勾陈摸了摸下巴:“我特意去了陆军署,要了申请令,去监狱里见了一个人!”
“谁?”
“当年二十九军的一个逃兵,孙殿英盗墓后,这个家伙揣着几百颗东珠还有慈禧棺材里面的夜明珠,连夜坐船逃去香港,结果被当时的清查人员逮个正着!”勾陈一笑,“那家伙没等我问,便什么都说了,当年给孙殿英提供清东陵陵寝图纸的,就是这个支那古董协会!”
“这么说,背后就是这个古董协会在捣鬼了?”西洲有些疲惫,也有些恼怒。
勾陈急忙说道:“哪里有这么简单!这三希古阁背后的水,深着呢!甚至跟许多南方的大古董商都有合作!”
西洲道:“合作?什么合作?”
勾陈回道:“这三希古阁通过美国人,在黄浦江租了个通商口岸的码头,背后有日本政府还有日本几大财团的影子,乃至黑龙会的身影也掺杂其中,他们在中国大规模搜刮古董,偷运回日本,还在背地里经营着鸦片的生意,上海几大烟馆的烟土,大多都是他们提供的货,这里甚至有外国人参股,而支那古董协会,不过是他们表面上一个官方的说法罢了,实际上就是古董贩子!”
西洲站在书房中,抱着手臂来回走动,冷冷说道:“鬼酉泉西是暗地里偷运中国的古董主谋?”
勾陈一笑:“七哥啊,你糊涂了,这古董我们中国人自己买卖,日本人当然也可以买卖,没有人说这些古董文物是禁止买卖的呀?”
“这帮鼠辈,开门揖盗,为了几个钱,就把老祖宗留下的东西给卖了,东西出去了,他妈的就回不来了!”西洲一拳狠狠砸在了桌子上。

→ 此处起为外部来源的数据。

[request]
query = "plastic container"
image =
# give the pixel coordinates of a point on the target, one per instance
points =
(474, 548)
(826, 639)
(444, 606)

勾陈满是无奈:“日本人给钱痛快,那些大古董商日子也不好过,乱世里,古董这东西就是摆设,他们生意惨淡,要养家糊口,而且日本人说得好听,这东西被卖去日本,在他们的博物馆里面放着,要比在中国安全得多了!昨天晚上,这个支那古董协会也找了我们陈家,来的人就是鬼酉泉西,他见了我父亲,说只要我们陈家帮忙运输的话,就有十分丰厚的抽成呢!”
西洲狠狠瞪了他一眼:“你小子不会为了钱财,连祖师爷的规矩跟自己的尊严都不要了吧!”